Resolve disk fill issues caused by large tlog files in Solr pods – Lucidworks

Issue

Solr pods in a Fusion Kubernetes deployment may experience 100% disk utilization due to the accumulation of large transaction log (tlog) files. This can result in pods becoming unresponsive or other system instability.

Diagnosis

To determine if disk utilization is caused by tlog file accumulation in Solr pods:

Access the affected Solr pod using kubectl:

kubectl exec -it <solr-pod-name> -n <namespace> -- /bin/bash

Navigate to the data directory for the relevant Solr core, typically at:
```
/var/lib/solr/data/<collection_shard>_<replica>/data/tlog
```
Note: The exact path may differ based on your deployment; adjust as needed for your Solr installation.
List the contents of the tlog directory and check for unusually large tlog files:
```
ls -lh /var/lib/solr/data/<collection_shard>_<replica>/data/tlog
```
Review disk usage:
```
du -sh /var/lib/solr/data/<collection_shard>_<replica>/data/tlog
```
Note: High disk usage, especially from files named tlog.xxxxxxxxxxxxx, indicates that transaction logs are not being cleared as expected.

Environment

Fusion 5.x and above, deployed in Kubernetes environments (GKE, AKS, EKS, or other supported platforms).
Note: Applies to any Fusion deployment using Solr as a search engine where disk-based persistence is used for Solr cores.

Cause

Solr uses transaction logs (tlogs) to record recent updates before they are committed to disk. Under normal operation, tlog files are truncated or deleted after a commit. However, large tlog files may persist due to:

Uncommitted updates or delayed hard commits
Solr pod restarts or failures during write operations
Issues with Solr replication or leader election
Underlying storage latency or failures preventing tlog cleanup

Resolution

Follow these steps to safely resolve disk fill issues caused by large tlog files in Solr pods:

1. Verify tlog file persistence after commit

Issue a hard commit to the affected collection:

curl http://<solr-pod-service>:8983/solr/<collection>/update?commit=true

Wait a few moments, then check if tlog files are reduced in size or removed.

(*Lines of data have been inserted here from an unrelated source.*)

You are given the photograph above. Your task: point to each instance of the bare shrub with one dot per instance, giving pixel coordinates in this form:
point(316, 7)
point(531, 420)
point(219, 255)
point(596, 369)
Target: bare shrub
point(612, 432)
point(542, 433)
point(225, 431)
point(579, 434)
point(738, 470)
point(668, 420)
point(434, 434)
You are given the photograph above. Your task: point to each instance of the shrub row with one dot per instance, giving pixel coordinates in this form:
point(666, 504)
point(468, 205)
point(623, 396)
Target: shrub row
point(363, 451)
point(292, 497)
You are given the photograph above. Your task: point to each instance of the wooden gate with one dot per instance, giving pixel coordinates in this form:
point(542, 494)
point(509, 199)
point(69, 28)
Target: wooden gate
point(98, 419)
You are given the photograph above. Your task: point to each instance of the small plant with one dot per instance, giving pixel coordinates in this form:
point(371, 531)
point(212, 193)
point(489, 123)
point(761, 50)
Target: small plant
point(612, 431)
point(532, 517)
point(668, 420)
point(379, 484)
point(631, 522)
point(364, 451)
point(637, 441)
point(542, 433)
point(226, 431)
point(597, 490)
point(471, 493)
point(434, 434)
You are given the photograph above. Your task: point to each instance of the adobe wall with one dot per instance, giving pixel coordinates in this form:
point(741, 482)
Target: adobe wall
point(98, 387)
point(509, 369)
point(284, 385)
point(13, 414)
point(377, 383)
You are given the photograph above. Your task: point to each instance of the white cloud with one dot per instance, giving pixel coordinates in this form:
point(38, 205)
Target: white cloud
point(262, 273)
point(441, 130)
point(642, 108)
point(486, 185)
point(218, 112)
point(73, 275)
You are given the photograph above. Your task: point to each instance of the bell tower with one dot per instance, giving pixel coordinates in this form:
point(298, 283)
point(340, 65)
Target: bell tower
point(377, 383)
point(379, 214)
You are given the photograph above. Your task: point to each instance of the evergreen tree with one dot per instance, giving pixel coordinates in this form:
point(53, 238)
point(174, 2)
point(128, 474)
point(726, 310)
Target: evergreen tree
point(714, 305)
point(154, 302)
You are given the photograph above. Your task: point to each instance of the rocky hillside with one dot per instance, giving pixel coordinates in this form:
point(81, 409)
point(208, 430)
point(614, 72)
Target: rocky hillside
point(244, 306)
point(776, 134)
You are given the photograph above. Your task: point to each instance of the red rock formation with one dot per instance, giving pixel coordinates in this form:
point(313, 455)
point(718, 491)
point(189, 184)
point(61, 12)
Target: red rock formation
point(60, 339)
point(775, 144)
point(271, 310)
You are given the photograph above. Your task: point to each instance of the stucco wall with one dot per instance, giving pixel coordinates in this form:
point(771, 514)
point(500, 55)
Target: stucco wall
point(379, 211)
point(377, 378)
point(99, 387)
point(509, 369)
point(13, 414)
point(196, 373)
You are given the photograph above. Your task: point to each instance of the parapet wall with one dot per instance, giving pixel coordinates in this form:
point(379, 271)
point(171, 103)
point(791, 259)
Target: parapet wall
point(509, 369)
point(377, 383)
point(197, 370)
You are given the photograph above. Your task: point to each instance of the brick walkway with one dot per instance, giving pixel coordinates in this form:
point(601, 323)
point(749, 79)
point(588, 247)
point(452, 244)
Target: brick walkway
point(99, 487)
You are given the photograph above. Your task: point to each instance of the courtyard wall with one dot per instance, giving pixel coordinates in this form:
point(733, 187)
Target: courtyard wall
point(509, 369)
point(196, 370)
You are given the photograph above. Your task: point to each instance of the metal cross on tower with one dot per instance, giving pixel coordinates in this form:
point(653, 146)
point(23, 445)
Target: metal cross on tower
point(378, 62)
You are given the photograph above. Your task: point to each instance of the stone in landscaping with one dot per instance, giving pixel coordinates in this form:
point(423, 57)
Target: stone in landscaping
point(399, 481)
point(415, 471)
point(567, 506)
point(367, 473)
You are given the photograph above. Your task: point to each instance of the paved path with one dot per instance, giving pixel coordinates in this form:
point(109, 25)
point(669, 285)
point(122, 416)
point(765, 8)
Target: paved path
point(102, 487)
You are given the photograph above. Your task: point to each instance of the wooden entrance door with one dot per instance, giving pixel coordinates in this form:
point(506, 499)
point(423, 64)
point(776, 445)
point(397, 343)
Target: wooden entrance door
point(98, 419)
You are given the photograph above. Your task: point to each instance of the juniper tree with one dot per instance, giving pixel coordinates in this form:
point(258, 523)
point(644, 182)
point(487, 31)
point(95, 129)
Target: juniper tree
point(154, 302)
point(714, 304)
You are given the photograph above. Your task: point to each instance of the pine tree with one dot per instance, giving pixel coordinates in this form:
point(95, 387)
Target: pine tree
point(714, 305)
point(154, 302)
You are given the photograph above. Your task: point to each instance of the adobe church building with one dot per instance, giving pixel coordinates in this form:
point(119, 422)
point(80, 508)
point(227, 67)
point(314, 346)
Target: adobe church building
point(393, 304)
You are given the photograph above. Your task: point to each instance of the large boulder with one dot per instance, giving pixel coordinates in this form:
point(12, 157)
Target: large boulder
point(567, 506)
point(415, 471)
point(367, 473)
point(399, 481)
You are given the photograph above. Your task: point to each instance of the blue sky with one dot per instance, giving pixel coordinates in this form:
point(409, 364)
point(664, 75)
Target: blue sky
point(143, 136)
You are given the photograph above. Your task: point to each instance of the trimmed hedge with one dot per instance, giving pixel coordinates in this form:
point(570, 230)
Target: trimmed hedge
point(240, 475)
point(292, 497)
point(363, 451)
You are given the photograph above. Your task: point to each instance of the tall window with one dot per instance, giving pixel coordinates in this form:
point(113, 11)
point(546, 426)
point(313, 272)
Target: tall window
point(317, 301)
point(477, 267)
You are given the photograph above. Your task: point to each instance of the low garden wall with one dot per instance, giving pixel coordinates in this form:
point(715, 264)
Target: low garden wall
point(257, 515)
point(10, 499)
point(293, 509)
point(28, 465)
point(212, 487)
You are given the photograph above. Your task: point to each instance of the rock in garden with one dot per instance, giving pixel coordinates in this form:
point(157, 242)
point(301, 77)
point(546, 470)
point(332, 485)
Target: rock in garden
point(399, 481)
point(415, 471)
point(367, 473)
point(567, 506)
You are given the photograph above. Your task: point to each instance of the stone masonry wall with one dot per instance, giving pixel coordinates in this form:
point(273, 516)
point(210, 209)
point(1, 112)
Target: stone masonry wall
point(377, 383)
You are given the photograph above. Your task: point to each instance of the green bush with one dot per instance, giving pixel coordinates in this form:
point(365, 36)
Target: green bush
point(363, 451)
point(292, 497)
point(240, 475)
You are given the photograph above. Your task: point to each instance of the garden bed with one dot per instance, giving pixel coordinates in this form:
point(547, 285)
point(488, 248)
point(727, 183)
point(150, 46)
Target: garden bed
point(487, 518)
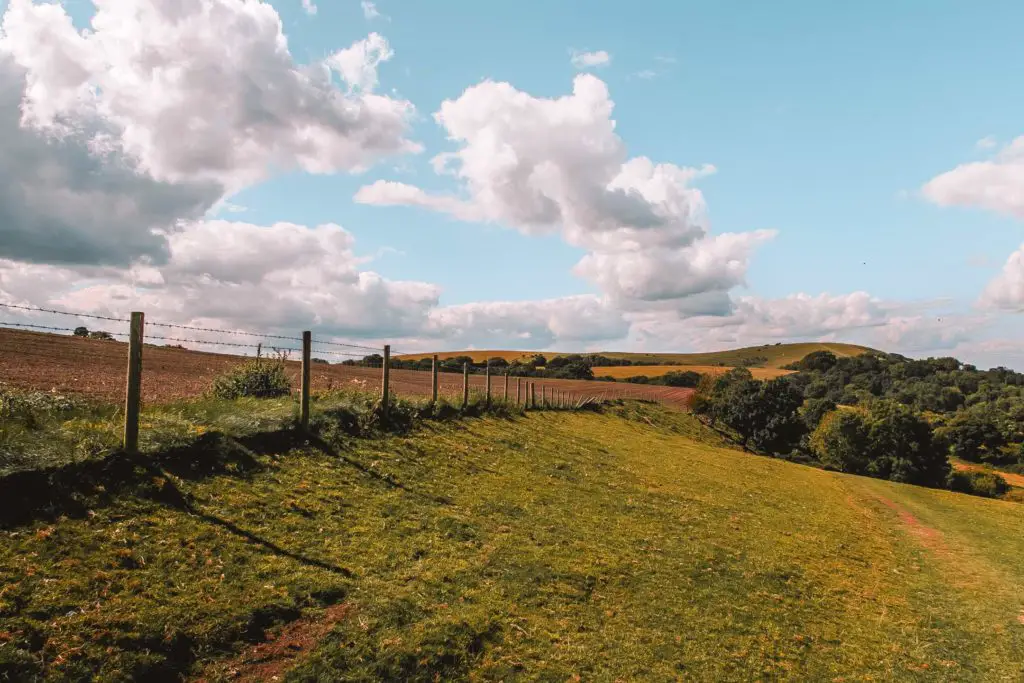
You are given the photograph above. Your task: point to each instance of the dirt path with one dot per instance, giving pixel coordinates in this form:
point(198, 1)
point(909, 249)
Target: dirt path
point(927, 536)
point(267, 660)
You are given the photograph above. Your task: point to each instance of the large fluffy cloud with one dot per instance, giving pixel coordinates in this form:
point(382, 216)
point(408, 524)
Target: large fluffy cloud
point(111, 136)
point(556, 165)
point(240, 275)
point(203, 88)
point(996, 184)
point(1007, 290)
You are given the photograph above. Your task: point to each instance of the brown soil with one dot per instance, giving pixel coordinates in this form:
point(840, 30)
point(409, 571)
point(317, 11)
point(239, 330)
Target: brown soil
point(930, 538)
point(267, 660)
point(97, 369)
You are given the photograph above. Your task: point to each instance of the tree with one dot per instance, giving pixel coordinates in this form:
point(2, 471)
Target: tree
point(578, 370)
point(900, 446)
point(974, 435)
point(840, 441)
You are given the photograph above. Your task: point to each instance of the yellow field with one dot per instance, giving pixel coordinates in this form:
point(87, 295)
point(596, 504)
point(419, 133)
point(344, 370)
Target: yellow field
point(622, 372)
point(774, 355)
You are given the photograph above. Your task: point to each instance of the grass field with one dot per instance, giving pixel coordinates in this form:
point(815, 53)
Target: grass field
point(631, 545)
point(775, 355)
point(96, 369)
point(622, 372)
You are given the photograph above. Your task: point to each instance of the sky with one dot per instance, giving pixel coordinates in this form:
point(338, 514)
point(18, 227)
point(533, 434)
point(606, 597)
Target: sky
point(671, 176)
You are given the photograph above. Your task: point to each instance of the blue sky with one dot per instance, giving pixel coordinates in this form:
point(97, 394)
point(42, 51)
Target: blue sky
point(824, 122)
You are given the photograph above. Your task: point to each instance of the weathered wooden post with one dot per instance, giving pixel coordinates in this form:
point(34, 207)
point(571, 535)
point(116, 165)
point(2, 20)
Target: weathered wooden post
point(385, 381)
point(307, 339)
point(133, 385)
point(486, 379)
point(433, 380)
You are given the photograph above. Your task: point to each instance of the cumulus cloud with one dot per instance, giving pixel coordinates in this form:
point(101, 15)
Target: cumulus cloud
point(996, 184)
point(535, 325)
point(201, 89)
point(556, 165)
point(370, 10)
point(590, 59)
point(240, 275)
point(1007, 290)
point(357, 65)
point(64, 201)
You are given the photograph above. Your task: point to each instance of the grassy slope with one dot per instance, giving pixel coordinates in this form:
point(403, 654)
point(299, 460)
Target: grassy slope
point(777, 355)
point(543, 547)
point(622, 372)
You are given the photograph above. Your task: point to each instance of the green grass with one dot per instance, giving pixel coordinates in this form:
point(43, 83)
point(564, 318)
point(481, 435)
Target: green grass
point(628, 545)
point(776, 355)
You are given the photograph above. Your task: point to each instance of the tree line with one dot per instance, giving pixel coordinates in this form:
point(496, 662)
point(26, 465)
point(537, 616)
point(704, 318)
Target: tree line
point(878, 415)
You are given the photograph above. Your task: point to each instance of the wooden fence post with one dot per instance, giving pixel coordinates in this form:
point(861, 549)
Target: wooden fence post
point(307, 339)
point(433, 380)
point(385, 381)
point(133, 386)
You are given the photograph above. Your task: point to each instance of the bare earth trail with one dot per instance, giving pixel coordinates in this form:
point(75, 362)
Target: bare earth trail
point(96, 369)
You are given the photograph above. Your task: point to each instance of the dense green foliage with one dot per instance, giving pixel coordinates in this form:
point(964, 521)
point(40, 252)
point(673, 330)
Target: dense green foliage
point(255, 379)
point(882, 416)
point(979, 415)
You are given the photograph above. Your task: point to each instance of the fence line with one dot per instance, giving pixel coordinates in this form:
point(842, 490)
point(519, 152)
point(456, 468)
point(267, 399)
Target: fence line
point(137, 340)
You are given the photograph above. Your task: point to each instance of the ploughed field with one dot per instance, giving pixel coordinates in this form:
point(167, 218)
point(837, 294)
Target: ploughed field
point(96, 369)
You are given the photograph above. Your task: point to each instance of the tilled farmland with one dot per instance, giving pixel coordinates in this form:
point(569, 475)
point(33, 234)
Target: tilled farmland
point(96, 369)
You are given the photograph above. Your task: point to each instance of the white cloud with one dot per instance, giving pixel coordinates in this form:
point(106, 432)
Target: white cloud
point(240, 275)
point(996, 184)
point(590, 59)
point(556, 165)
point(370, 10)
point(357, 65)
point(200, 90)
point(1007, 290)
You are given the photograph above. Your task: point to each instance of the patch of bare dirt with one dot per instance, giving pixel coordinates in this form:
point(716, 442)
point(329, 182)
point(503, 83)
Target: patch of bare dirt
point(929, 537)
point(266, 662)
point(96, 369)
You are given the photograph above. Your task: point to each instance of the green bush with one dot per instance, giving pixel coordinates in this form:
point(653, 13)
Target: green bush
point(258, 379)
point(987, 484)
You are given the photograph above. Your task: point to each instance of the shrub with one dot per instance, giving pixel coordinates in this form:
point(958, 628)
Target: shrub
point(840, 441)
point(257, 379)
point(987, 484)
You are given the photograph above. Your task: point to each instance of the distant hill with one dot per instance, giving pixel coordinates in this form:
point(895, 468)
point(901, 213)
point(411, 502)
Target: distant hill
point(773, 355)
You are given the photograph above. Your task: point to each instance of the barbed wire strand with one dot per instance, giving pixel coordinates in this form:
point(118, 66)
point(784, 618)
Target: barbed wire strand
point(65, 312)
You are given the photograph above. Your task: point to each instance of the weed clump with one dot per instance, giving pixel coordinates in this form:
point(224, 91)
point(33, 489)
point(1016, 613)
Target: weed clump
point(986, 484)
point(255, 379)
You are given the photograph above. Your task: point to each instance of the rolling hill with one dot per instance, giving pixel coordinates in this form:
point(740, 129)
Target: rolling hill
point(629, 545)
point(775, 355)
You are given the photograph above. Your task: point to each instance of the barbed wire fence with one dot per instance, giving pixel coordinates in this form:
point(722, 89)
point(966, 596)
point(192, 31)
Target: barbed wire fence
point(456, 387)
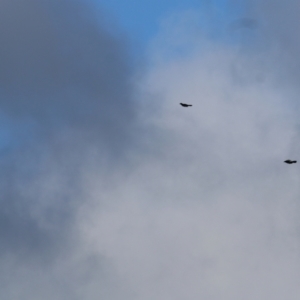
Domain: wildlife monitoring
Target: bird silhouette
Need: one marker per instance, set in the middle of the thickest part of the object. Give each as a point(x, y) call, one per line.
point(290, 161)
point(185, 105)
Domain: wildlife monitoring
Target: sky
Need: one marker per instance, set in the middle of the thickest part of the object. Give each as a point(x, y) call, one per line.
point(110, 189)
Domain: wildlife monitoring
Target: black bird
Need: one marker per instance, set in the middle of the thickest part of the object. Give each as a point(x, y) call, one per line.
point(290, 161)
point(185, 105)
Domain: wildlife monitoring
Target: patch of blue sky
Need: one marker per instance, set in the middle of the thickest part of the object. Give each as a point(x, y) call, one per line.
point(141, 19)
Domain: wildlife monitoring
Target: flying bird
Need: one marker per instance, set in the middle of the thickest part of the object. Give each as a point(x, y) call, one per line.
point(290, 161)
point(185, 105)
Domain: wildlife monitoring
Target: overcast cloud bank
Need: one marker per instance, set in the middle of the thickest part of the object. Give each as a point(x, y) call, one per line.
point(100, 200)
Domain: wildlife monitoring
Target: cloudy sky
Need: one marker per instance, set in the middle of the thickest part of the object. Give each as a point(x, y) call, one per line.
point(109, 189)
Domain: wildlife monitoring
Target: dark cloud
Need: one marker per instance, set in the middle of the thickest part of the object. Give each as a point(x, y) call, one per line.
point(66, 100)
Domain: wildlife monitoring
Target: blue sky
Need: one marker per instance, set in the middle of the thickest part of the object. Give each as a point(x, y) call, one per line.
point(141, 19)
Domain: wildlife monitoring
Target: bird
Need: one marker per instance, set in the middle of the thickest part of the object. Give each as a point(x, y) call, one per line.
point(185, 105)
point(290, 161)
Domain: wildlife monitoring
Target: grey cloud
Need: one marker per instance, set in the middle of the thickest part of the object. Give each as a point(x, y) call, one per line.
point(199, 205)
point(67, 102)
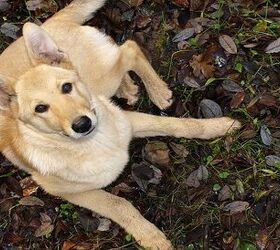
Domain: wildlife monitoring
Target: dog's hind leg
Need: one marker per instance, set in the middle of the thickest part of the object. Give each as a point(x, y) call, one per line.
point(145, 125)
point(78, 11)
point(122, 212)
point(132, 58)
point(128, 90)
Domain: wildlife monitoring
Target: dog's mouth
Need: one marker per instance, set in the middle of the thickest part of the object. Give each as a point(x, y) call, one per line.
point(90, 131)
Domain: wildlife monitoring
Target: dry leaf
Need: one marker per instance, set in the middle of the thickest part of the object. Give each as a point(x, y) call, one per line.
point(4, 5)
point(273, 47)
point(225, 193)
point(237, 99)
point(31, 201)
point(228, 44)
point(28, 186)
point(208, 109)
point(201, 68)
point(271, 160)
point(266, 135)
point(133, 3)
point(157, 152)
point(189, 81)
point(236, 207)
point(9, 30)
point(183, 35)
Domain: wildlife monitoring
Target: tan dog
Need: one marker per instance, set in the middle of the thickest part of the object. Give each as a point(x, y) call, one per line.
point(57, 122)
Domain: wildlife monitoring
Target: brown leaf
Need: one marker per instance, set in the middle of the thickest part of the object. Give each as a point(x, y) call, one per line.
point(4, 5)
point(225, 193)
point(228, 44)
point(68, 244)
point(181, 3)
point(268, 101)
point(262, 239)
point(31, 201)
point(201, 68)
point(122, 187)
point(28, 186)
point(237, 99)
point(208, 109)
point(45, 229)
point(273, 47)
point(179, 149)
point(236, 207)
point(157, 152)
point(200, 174)
point(133, 3)
point(9, 30)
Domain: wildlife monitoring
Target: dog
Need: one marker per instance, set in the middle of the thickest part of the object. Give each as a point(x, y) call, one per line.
point(57, 121)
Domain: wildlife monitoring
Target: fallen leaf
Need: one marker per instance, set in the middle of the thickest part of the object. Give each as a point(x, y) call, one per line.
point(133, 3)
point(31, 201)
point(271, 160)
point(189, 81)
point(200, 174)
point(182, 3)
point(157, 152)
point(33, 5)
point(143, 174)
point(122, 187)
point(236, 207)
point(266, 135)
point(268, 101)
point(104, 225)
point(28, 186)
point(68, 244)
point(225, 193)
point(201, 68)
point(45, 229)
point(208, 109)
point(231, 86)
point(4, 5)
point(183, 35)
point(273, 47)
point(179, 149)
point(228, 44)
point(88, 222)
point(9, 30)
point(237, 99)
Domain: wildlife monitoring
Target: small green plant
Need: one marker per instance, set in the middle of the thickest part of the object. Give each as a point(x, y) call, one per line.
point(67, 212)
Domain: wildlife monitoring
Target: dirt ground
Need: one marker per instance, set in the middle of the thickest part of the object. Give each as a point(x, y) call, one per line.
point(219, 58)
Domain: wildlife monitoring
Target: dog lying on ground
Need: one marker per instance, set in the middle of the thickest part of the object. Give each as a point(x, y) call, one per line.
point(58, 124)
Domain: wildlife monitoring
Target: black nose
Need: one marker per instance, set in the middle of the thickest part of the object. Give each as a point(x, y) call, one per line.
point(82, 124)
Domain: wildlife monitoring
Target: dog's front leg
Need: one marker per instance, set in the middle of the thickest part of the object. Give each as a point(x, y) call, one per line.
point(145, 125)
point(122, 212)
point(132, 58)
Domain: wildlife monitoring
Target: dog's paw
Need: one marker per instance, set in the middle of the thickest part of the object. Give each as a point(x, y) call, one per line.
point(128, 91)
point(161, 95)
point(231, 125)
point(156, 241)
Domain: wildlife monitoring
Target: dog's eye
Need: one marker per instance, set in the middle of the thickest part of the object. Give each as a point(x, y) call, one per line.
point(41, 108)
point(66, 88)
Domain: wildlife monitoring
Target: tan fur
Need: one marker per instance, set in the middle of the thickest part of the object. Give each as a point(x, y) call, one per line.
point(72, 165)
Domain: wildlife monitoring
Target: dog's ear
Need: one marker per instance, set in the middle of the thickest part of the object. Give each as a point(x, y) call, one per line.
point(6, 91)
point(40, 46)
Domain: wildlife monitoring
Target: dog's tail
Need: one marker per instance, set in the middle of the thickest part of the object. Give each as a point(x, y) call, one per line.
point(79, 11)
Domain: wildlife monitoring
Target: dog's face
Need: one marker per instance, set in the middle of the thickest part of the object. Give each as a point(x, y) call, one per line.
point(50, 97)
point(53, 100)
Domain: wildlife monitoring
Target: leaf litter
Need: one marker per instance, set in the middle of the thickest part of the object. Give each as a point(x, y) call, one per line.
point(189, 44)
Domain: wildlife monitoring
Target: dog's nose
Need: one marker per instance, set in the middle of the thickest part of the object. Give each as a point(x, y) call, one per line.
point(82, 124)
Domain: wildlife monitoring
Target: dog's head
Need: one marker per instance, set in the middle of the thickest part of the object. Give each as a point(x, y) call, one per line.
point(50, 97)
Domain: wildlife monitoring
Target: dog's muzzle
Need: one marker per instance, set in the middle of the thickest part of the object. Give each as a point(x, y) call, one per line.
point(82, 125)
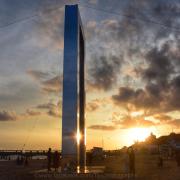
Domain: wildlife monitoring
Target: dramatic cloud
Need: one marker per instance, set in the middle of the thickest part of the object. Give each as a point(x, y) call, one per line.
point(47, 83)
point(102, 127)
point(130, 122)
point(51, 109)
point(37, 75)
point(162, 84)
point(32, 112)
point(52, 85)
point(7, 116)
point(104, 72)
point(96, 104)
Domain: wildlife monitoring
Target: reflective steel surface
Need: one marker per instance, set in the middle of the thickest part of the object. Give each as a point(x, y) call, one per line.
point(73, 109)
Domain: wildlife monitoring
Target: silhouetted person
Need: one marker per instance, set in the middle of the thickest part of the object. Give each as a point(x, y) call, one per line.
point(56, 160)
point(131, 161)
point(49, 159)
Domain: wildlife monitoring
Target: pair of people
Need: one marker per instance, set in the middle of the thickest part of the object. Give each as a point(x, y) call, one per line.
point(56, 159)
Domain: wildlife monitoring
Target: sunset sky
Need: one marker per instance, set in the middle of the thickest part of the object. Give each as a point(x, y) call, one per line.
point(132, 71)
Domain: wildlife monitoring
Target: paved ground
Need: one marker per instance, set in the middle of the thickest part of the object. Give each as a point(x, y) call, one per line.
point(146, 169)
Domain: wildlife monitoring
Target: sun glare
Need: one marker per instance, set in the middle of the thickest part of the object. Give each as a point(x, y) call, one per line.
point(138, 134)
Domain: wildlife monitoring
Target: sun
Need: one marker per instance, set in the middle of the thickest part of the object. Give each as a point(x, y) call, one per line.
point(138, 134)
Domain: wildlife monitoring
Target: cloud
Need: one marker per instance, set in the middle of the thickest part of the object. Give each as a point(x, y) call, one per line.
point(161, 83)
point(130, 122)
point(49, 28)
point(48, 84)
point(102, 127)
point(32, 112)
point(96, 104)
point(104, 71)
point(8, 116)
point(53, 85)
point(37, 75)
point(52, 109)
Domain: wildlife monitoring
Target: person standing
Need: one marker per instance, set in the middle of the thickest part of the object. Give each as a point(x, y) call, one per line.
point(49, 158)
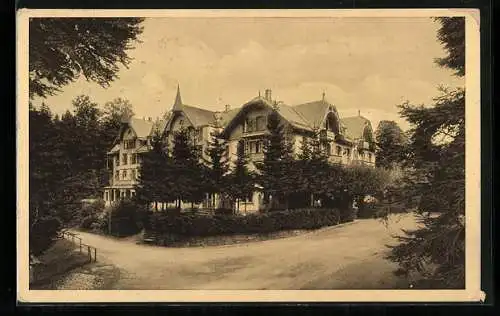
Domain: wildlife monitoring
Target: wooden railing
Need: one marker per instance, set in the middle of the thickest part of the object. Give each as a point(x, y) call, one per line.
point(77, 241)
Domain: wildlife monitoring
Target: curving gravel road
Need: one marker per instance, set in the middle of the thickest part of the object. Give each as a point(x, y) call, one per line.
point(349, 256)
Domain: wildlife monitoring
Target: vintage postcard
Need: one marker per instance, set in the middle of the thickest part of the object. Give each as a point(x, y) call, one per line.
point(248, 156)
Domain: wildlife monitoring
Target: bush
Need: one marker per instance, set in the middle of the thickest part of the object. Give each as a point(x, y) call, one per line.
point(223, 211)
point(190, 225)
point(89, 215)
point(127, 218)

2. If tlog files persist, verify data persistence

Confirm that recent data is successfully persisted and that the collection is fully operational.
Ensure no ongoing indexing or update operations are active for the collection.

3. Manually delete the large tlog file (if safe)

Only after verifying that all data is committed and available, remove the offending tlog file(s):
```
rm /var/lib/solr/data/<collection_shard>_<replica>/data/tlog/tlog.*
```
Note: Removing tlog files while there are uncommitted writes may result in data loss. Always confirm data safety before deletion.

4. Recycle the Solr pod

Restart the affected Solr pod to reclaim disk space and ensure proper pod operation:
```
kubectl delete pod <solr-pod-name> -n <namespace>
```
Kubernetes will automatically recreate the pod.

5. Monitor pod status and disk utilization

After the pod is running, confirm that disk usage is within normal parameters and that Solr is serving requests as expected.
```
kubectl get pods -n <namespace>
kubectl exec -it <solr-pod-name> -n <namespace> -- df -h
```

Note: If tlog accumulation recurs, investigate potential issues with Solr commit configuration, storage performance, or cluster stability.